= Cassotto =

Sound chamber in some accordions

A cassotto is a 'sound chamber' within some more expensive accordions that contains one or more reed blocks of the treble side of the instrument. The sound of a cassotto register is warmer, less sharp than that of a register with unenclosed reeds.

==Technology==
The cassotto enclosure works as a passive frequency filter, attenuating higher frequencies and reinforcing lower ones (resonance). Instruments with cassotto have a sound quality distinctly different from instruments without.

Usually only some reed blocks are placed in the cassotto enclosure, typically for low reed sets 16' and/or 8'. The remaining treble reed blocks are mounted straight.

The firm Öllerer built a diatonic instrument with cassotto without register switches and two 8' (M) reed sets. Making a cassotto for diatonic instruments is quite more difficult due to the different reed plate arrangement. For chromatic accordions, a cassotto does not perform equally in every tone. On piano keyboards, the reed plates for black keys are usually located closer to the filling than those for most white keys. On chromatic button keyboards, two reed sets are typically distributed across 3 or 2 reed blocks (the latter solution often requiring particularly slim reed plates). The cassotto effect tends to be stronger the further the reed plates are from the filling.

Cassotto registers are only available on few (and usually higher quality) accordion models. Especially famous are the Beltuna, Pigini, Bugari and Öllerer models. In traditional German accordion making, the cassotto barely plays a role. One can find only a few cassotto registers in German accordions, but they can be found in the Hohner Morino and Gola models, and the Harmona (Klingenthal) Cassotta, Supra & Supita models.

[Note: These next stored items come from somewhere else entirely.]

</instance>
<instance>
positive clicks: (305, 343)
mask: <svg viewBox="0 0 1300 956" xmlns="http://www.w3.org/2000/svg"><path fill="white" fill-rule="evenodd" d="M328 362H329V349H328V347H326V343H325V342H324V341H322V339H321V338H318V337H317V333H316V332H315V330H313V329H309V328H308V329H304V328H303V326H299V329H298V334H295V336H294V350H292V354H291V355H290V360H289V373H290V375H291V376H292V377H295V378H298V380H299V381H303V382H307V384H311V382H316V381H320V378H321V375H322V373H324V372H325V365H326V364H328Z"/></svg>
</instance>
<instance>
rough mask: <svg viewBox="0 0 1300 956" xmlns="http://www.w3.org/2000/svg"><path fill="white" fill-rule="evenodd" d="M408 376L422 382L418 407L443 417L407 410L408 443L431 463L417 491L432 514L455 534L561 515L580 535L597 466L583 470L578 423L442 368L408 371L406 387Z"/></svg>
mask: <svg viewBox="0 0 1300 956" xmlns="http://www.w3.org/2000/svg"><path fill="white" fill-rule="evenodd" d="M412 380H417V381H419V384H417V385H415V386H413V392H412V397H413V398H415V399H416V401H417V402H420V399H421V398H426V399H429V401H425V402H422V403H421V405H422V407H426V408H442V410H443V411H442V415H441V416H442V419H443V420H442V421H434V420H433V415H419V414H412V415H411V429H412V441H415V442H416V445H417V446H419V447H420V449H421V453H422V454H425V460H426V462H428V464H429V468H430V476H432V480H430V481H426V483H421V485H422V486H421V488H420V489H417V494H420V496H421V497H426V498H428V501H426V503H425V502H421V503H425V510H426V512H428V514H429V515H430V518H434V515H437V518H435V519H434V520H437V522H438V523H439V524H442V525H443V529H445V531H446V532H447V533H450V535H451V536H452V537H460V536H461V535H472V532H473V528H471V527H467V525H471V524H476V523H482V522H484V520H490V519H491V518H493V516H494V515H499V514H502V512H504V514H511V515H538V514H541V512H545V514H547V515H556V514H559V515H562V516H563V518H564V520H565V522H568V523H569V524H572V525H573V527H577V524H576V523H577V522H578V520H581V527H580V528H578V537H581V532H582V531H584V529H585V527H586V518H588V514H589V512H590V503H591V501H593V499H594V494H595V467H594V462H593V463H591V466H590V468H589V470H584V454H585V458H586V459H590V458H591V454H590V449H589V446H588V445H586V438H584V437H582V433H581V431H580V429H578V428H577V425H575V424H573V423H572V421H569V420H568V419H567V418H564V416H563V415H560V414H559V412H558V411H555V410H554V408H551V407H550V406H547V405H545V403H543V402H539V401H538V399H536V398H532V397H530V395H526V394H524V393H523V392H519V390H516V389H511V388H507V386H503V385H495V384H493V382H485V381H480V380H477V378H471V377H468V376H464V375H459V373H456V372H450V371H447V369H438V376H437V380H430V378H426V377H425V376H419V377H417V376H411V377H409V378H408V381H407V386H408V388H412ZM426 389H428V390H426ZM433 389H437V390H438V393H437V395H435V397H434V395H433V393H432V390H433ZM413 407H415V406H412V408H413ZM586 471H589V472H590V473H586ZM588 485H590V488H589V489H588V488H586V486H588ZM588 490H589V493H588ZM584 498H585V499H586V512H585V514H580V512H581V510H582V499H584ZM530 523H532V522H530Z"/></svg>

There is a special construction in the Weltmeister Cassotta (374 + 414), also known as "Klingenthaler Spezialcassotto" or "Füllungscassotto". In those models the reed blocks are arranged in one plane like with ordinary accordions. The effect of cassotto is produced by a small "canopy" ("Vordach") under the treble hood forming the cassotto hollow. An advantage of this construction is that reed plates are better accessible for tuning than with a traditional cassotto construction.

==Sound==
The effect of a cassotto is less pronounced with various instruments. The impact is therefore also not commonly evaluated. An individual assessment is required for each instrument. Oftentimes the cassotto sounds will be described as warm and chubby. Due to the filter effects, there are few strong, pronounced overtones.

There is some interaction between the types of sound materials and the cassotto.

Frequencies between 500 Hz and 1000 Hz will be strengthened in general, but not evenly. Some frequencies will stand out more than others, over 1000 Hz everything will be rather subdued.

The sound effects of the cassottos can be described as:
- The sound interference effect, corresponds to a spoken "o" or "a"
- The muffled sounds, in contrast, correspond to an "o" or "a" with umlauts.